SEATTLE (1/26/15)--An annual letter from the Bill & Melinda Gates Foundation sets out a vision of "unprecedented opportunities" for the world's poorest people in the next 15 years. Part of that vision is access to financial services--a service that globally credit unions already are providing through mobile banking.
|(Bill & Melinda Gates Foundation Graphic)|
"One interesting feature of digital financial innovation is that some of it is happening in poor countries first," the letter noted. "But because there is strong demand for banking among the poor, and because the poor can in fact be a profitable customer base, entrepreneurs in developing countries are doing exciting work--some of which will 'trickle up' to developed countries over time."
Some of that exciting work is already being advanced by the World Council of Credit Unions and the E-Kenya Savings and Credit Cooperative Society (SACCO).
E-Kenya SACCO delivers financial services to rural Kenya using mobile technology and the M-Pesa mobile money transfer network.
More and more members come online each day, said Matt Garcia, World Council cooperative development program projector director. Using mobile phones, Kenyans can transfer money from M-Pesa to their savings accounts at E-Kenya, where they can earn between 6%-8% interest, Garcia said.
"M-Pesa is like a checking account--it can be used to pay utility bills, send money to people or buy groceries," Garcia told News Now. "It makes it very easy to get to their funds."
However, if Kenyans "store" their money with M-Pesa, the key benefit is the access. By transferring it to an E-Kenya account, they can earn interest and build their assets, Garcia said. Funds can be transferred between accounts at any time.

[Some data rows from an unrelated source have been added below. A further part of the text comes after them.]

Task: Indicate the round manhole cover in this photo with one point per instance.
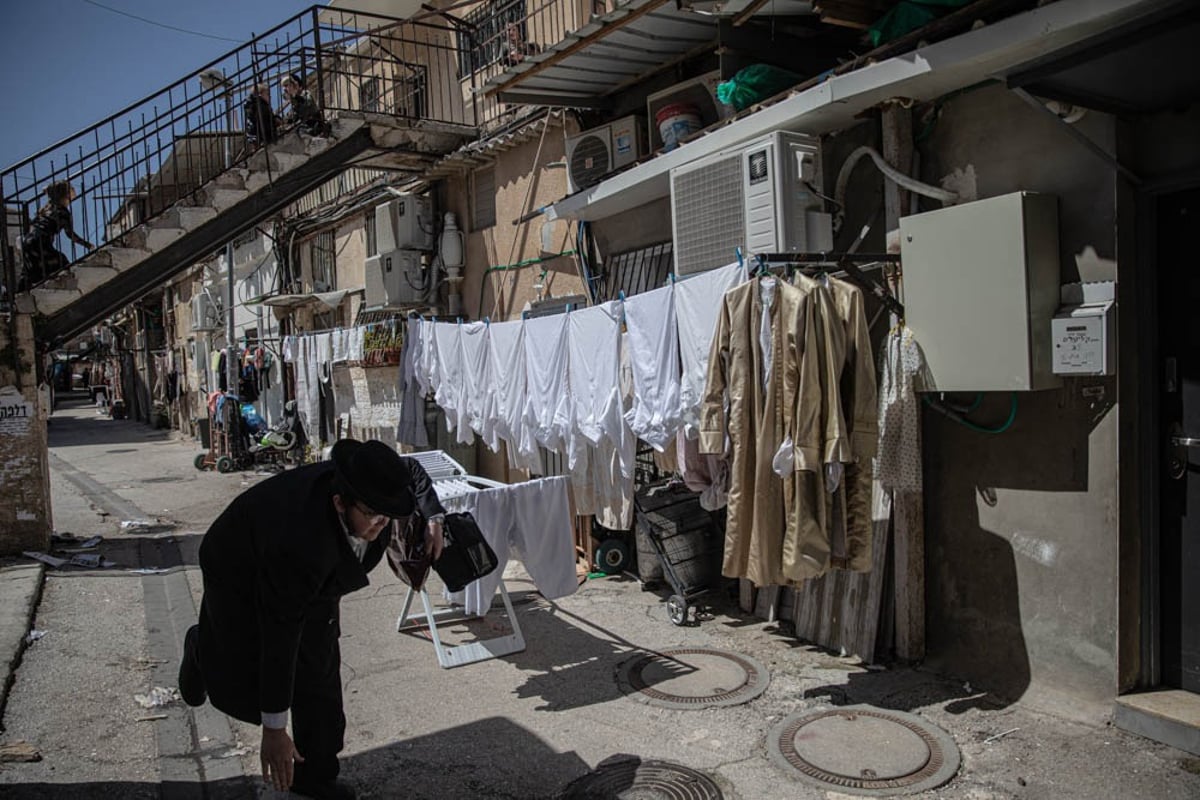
(636, 780)
(863, 750)
(693, 678)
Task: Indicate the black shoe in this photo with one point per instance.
(335, 789)
(191, 679)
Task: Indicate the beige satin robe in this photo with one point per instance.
(859, 397)
(775, 527)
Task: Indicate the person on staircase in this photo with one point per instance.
(262, 122)
(42, 257)
(304, 113)
(275, 566)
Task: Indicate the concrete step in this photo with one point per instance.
(189, 217)
(49, 300)
(223, 198)
(159, 238)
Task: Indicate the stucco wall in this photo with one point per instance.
(25, 519)
(1021, 528)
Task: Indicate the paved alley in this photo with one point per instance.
(521, 727)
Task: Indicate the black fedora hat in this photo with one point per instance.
(375, 474)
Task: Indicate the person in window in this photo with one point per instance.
(42, 258)
(261, 120)
(275, 565)
(515, 47)
(304, 113)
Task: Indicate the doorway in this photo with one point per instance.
(1179, 529)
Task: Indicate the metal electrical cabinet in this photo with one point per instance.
(981, 286)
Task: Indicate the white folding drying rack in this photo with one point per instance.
(450, 480)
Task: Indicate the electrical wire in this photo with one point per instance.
(967, 423)
(150, 22)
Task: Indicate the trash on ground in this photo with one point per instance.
(49, 560)
(19, 751)
(157, 698)
(85, 545)
(1000, 735)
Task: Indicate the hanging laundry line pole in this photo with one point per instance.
(849, 264)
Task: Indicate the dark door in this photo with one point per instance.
(1179, 324)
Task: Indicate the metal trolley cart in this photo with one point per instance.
(687, 540)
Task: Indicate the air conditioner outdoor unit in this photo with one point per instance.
(405, 223)
(395, 278)
(761, 197)
(205, 313)
(594, 154)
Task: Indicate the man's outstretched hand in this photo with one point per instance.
(277, 755)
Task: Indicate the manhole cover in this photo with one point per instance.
(863, 750)
(636, 780)
(693, 678)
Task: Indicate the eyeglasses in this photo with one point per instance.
(373, 517)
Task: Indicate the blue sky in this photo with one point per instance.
(69, 64)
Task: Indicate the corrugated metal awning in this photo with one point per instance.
(607, 54)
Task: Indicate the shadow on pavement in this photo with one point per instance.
(489, 759)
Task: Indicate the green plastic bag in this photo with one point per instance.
(755, 84)
(909, 16)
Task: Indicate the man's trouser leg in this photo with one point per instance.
(318, 722)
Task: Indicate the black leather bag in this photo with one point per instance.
(467, 557)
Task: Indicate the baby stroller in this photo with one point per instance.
(283, 443)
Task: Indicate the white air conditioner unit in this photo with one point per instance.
(395, 280)
(761, 197)
(205, 313)
(405, 223)
(699, 91)
(594, 154)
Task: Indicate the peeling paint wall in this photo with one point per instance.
(24, 463)
(1021, 528)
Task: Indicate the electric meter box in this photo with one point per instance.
(981, 286)
(1084, 340)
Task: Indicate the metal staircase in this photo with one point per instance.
(167, 181)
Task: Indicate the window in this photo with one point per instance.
(483, 206)
(489, 43)
(369, 94)
(369, 227)
(322, 254)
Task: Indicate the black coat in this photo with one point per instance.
(275, 564)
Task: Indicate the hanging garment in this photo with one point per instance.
(898, 465)
(505, 396)
(697, 306)
(307, 388)
(449, 371)
(411, 429)
(529, 522)
(703, 473)
(473, 342)
(594, 374)
(775, 530)
(859, 400)
(654, 354)
(546, 420)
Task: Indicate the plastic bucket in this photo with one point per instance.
(677, 121)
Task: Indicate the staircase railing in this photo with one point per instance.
(137, 163)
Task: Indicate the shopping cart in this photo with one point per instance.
(687, 540)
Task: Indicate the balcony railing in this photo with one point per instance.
(135, 164)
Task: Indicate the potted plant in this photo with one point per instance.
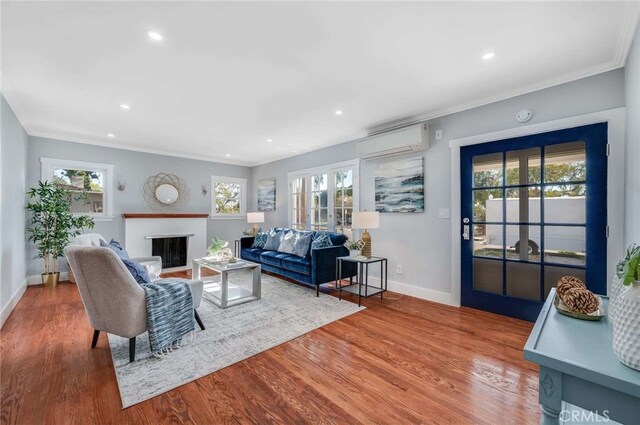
(218, 248)
(354, 247)
(626, 308)
(52, 225)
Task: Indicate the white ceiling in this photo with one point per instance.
(229, 76)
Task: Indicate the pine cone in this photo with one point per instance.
(580, 300)
(568, 282)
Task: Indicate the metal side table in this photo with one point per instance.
(362, 279)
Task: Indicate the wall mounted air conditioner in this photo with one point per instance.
(394, 142)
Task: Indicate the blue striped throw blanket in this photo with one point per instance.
(170, 316)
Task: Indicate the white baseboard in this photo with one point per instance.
(11, 304)
(417, 291)
(35, 279)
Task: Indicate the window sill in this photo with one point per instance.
(228, 217)
(100, 217)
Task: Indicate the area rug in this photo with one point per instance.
(285, 311)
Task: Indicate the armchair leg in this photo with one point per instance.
(198, 319)
(132, 349)
(94, 341)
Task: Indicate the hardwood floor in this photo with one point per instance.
(402, 360)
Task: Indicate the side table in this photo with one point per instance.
(362, 279)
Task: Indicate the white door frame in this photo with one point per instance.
(615, 182)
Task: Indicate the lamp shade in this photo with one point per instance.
(366, 220)
(255, 217)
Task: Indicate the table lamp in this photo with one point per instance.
(366, 220)
(255, 218)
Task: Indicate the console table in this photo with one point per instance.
(578, 366)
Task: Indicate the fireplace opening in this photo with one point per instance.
(173, 250)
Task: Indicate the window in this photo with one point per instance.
(90, 183)
(324, 198)
(228, 197)
(299, 203)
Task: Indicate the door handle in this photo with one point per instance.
(465, 229)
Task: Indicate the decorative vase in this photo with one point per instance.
(626, 326)
(50, 279)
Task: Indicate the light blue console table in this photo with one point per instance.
(578, 366)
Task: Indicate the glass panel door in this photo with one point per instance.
(535, 208)
(299, 203)
(343, 199)
(319, 202)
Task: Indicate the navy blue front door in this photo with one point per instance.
(534, 209)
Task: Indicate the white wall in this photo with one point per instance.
(422, 242)
(133, 168)
(632, 100)
(13, 160)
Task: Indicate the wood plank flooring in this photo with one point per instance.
(400, 361)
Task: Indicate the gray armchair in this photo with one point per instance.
(113, 300)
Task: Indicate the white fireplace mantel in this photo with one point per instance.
(141, 228)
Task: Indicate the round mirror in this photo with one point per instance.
(166, 193)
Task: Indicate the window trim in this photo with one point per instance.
(243, 198)
(329, 169)
(48, 165)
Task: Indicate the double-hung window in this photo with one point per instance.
(90, 183)
(228, 197)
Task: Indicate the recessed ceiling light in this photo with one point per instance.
(154, 35)
(488, 55)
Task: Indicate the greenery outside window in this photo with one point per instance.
(94, 179)
(228, 197)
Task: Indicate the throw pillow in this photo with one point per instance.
(137, 270)
(115, 247)
(321, 241)
(260, 240)
(303, 242)
(288, 244)
(274, 238)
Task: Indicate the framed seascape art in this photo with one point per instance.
(399, 185)
(267, 195)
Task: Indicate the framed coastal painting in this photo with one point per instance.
(267, 195)
(399, 186)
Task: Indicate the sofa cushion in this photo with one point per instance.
(274, 239)
(115, 247)
(288, 244)
(137, 270)
(303, 243)
(321, 240)
(273, 258)
(297, 264)
(260, 240)
(252, 254)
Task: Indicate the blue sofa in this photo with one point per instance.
(318, 267)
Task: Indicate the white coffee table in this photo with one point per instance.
(219, 290)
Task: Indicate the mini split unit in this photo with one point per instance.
(403, 140)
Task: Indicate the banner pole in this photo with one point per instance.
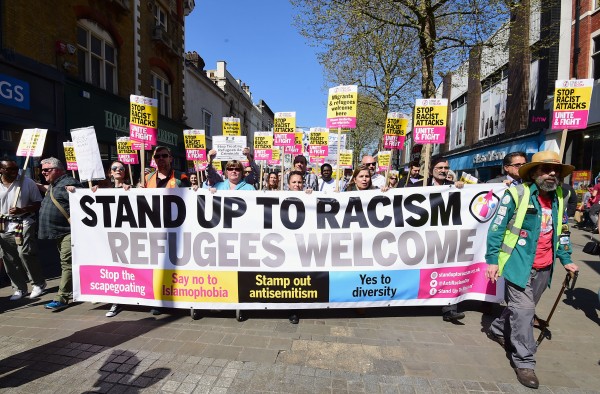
(337, 178)
(563, 143)
(427, 158)
(143, 165)
(261, 174)
(282, 159)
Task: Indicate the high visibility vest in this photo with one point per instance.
(520, 195)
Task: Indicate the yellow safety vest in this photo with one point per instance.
(520, 195)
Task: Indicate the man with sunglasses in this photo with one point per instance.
(511, 164)
(439, 174)
(310, 180)
(528, 232)
(165, 176)
(18, 239)
(55, 224)
(377, 180)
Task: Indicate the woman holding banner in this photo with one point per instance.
(361, 180)
(119, 177)
(272, 181)
(296, 184)
(234, 171)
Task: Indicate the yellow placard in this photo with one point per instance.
(431, 116)
(70, 154)
(276, 155)
(284, 122)
(143, 115)
(195, 286)
(384, 159)
(346, 158)
(572, 99)
(396, 124)
(194, 140)
(319, 138)
(263, 140)
(341, 106)
(124, 147)
(232, 126)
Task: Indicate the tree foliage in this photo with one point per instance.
(426, 32)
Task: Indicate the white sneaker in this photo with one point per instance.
(17, 295)
(37, 291)
(114, 309)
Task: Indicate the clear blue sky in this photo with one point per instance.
(262, 48)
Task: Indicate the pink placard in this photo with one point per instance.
(195, 154)
(318, 150)
(137, 145)
(263, 154)
(344, 122)
(390, 141)
(116, 281)
(293, 149)
(284, 139)
(429, 135)
(129, 158)
(142, 134)
(570, 120)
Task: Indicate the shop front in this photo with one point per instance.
(31, 96)
(109, 114)
(486, 163)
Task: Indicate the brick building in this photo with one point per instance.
(76, 62)
(584, 18)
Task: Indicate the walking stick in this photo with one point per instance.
(545, 324)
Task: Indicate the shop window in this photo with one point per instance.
(207, 123)
(160, 17)
(161, 90)
(596, 57)
(96, 56)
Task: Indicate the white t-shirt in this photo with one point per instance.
(378, 180)
(330, 186)
(29, 194)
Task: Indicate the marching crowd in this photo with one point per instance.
(530, 226)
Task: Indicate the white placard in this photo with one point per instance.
(229, 147)
(87, 153)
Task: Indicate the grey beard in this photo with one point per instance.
(546, 186)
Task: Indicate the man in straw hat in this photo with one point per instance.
(527, 233)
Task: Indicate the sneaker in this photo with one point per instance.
(37, 291)
(453, 316)
(113, 311)
(17, 295)
(155, 311)
(55, 305)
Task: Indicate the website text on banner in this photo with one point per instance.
(572, 103)
(185, 249)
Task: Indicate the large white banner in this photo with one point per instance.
(282, 250)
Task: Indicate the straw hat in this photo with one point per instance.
(545, 157)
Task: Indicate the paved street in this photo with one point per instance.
(386, 350)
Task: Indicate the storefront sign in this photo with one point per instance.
(14, 92)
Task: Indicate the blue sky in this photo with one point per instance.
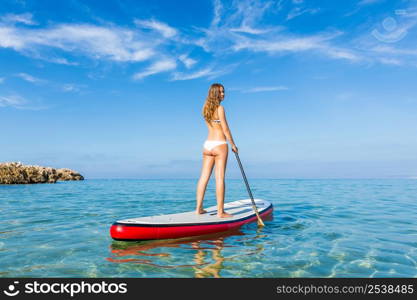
(114, 89)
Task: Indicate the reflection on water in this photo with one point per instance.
(204, 252)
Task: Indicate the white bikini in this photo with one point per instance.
(210, 144)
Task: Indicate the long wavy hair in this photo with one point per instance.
(212, 101)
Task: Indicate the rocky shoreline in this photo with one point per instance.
(17, 173)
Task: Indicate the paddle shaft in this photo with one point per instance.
(260, 222)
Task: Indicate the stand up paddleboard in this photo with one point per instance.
(189, 223)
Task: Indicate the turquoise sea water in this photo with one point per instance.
(321, 228)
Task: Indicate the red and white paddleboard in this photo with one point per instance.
(189, 223)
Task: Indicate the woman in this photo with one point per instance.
(215, 149)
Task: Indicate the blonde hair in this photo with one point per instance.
(212, 101)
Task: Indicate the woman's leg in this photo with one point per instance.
(208, 163)
(220, 158)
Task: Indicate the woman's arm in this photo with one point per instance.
(225, 127)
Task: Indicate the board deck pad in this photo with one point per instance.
(239, 209)
(189, 224)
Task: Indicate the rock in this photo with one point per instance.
(17, 173)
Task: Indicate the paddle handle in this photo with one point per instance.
(260, 222)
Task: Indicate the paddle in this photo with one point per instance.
(260, 222)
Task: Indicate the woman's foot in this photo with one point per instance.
(224, 215)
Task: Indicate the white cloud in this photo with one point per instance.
(367, 2)
(166, 30)
(265, 89)
(163, 65)
(296, 12)
(26, 18)
(15, 101)
(209, 72)
(188, 62)
(29, 78)
(97, 42)
(71, 87)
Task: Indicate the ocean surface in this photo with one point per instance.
(320, 228)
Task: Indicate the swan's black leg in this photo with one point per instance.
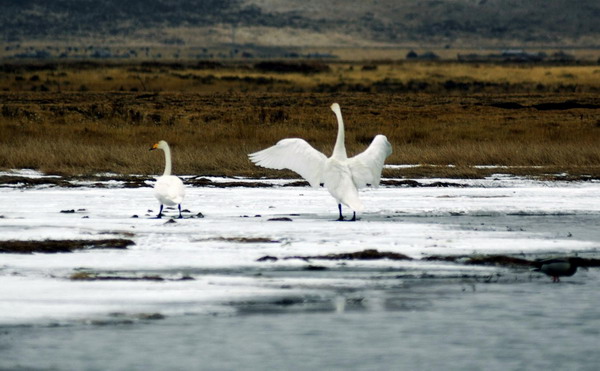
(341, 216)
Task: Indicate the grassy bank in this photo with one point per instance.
(499, 115)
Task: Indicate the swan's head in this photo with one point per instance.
(160, 145)
(336, 108)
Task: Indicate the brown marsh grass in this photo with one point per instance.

In a country of 42 million people, 28 million--71%--have cell phones, and nearly half of mobile users have Android-based smart phones.
The Gates letter forecast that by 2030, 2 billion people who don't have a bank account today will be storing money, making payments and even procuring loans and insurance with their phones.
Bill Gates, co-founder of Microsoft Corp., formed the foundation in 2000 with his wife, Melinda. This year's letter envisions the poor will be living longer and in better health, have more opportunities for education and will have access to nutritious food.
"The rich world will keep getting exciting new advances too, but the improvements in the lives of the poor will be far more fundamental--the basics of a healthy, productive life. It's great that more people in rich countries will be able to watch movies on super hi-resolution screens. It's even better that more parents in poor countries will know their children aren't going to die," the couple wrote.